Bitcoin, the world’s largest cryptocurrency, has finally hit its record level since 2017; however, the digital asset rejected strongly near $20,000.
We all know that liquidity is the most critical factor for whales as well as high-net-worth investors. As they deal with massive orders, they need to measure the slippage their sell orders will cause.
The most efficient period for whales to sell without causing massive volatility is when peak euphoria in the market is met with great buyer demand.
Therefore, when the dominant cryptocurrency price hit its record high on Coinbase, the market sentiment has become highly bullish. After that, whales began to sell, causing large liquidations across major exchanges.
According to Ki-Young Ju, CryptoQuant CEO, whale withdrawals were slowing down on November 30. He announced that he knew enough exchange stablecoin reserves would hit $20,000 by this year. If ATH rejection occurs, it could be a massive pullback as whales would heavily sell the largest cryptocurrency.

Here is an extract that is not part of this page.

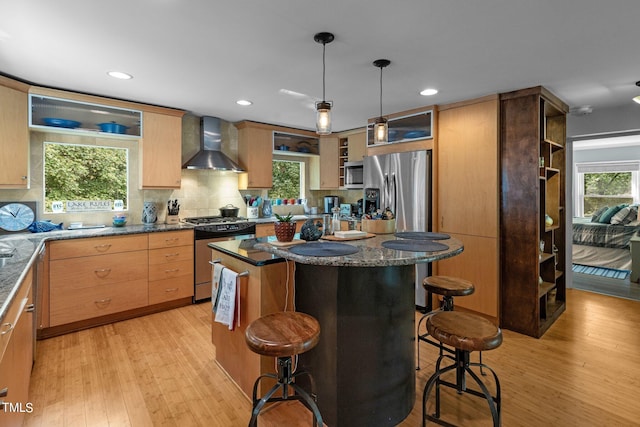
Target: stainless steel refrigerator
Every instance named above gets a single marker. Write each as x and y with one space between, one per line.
403 181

The confluence of whales keeping Bitcoin on exchanges indicates higher selling pressure. The sell-off from miners expanded the dominant cryptocurrency’s downturn.
According to Ki, whales started to deposit Bitcoin into exchanges once again, which happens when whales want to sell their holdings.
Significantly, the dominant cryptocurrency’s price recovered quickly after declining to about $18,200. It increased to more than $19,400 in several hours.
The quick rebound likely happened due to the nature of the decline. As the price decreased, exchanges witnessed cascading long liquidations. Bitcoin probably fell harder than it should have if it were not for the large liquidations.
Bitcoin could witness two essential scenarios
Significantly, the world’s largest cryptocurrency could witness two essential scenarios in the near term:
1) Bitcoin could consolidate more than $19,000, which would enable the derivatives market to find composure and the open interest to restore.
2) It could continue to fall as traders anticipate a blow-off top after reaching a record level.
However, it has to be mentioned that the macro outlook on Bitcoin remains highly positive. Scott Melker, a cryptocurrency trader, indicated that the monthly candle for November closed at Bitcoin’s all-time high. That has shown a positive long-term picture for the dominant cryptocurrency.
Furthermore, BTC’s key support levels in the near term are $18,200, $17,700, and $16,200. Besides, there are still large whale clusters in these areas, which could provoke buyers’ reactions.